高齢者の貧困問題が心配される昨今、「老後破産」という言葉が話題になっています。
「自分は大丈夫」と思っていても、病気や介護、事故などでいつ窮地に追い込まれるかわかりません。
穏やかな老後生活を送るために、今やっておくべき対策を紹介します。
対策1:老後の生活をシミュレーションする
まずは、自分の老後をシミュレーションしましょう。いくらくらい足りないかが具体的にわかると、貯蓄するモチベーションが高まるからです。
ネットにあるシミュレーションを使えば、質問に答えていくだけで自分の老後の暮らし向きが予想できます。結果が出たら「月々いくら貯めればいいのか」を計算してみましょう。
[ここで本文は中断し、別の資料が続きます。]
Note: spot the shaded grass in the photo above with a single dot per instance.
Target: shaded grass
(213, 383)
ただし、住宅ローンがある場合は繰り上げ返済などでローン残高を減らすことを優先してください。
対策2:非課税枠を使って資産を増やす
月々の貯蓄額が決まったら、非課税制度である「つみたてNISA」や「iDeCo」を使って、生活に無理のない範囲で積立投資を始めましょう。
おすすめはインデックス型の投資信託です。定期的に一定金額を積み立てて長期間運用すると、複利効果とリスク軽減効果が期待できるからです。
少額でもいいので少しでも早く始めると、老後への安心感がグンと高まります。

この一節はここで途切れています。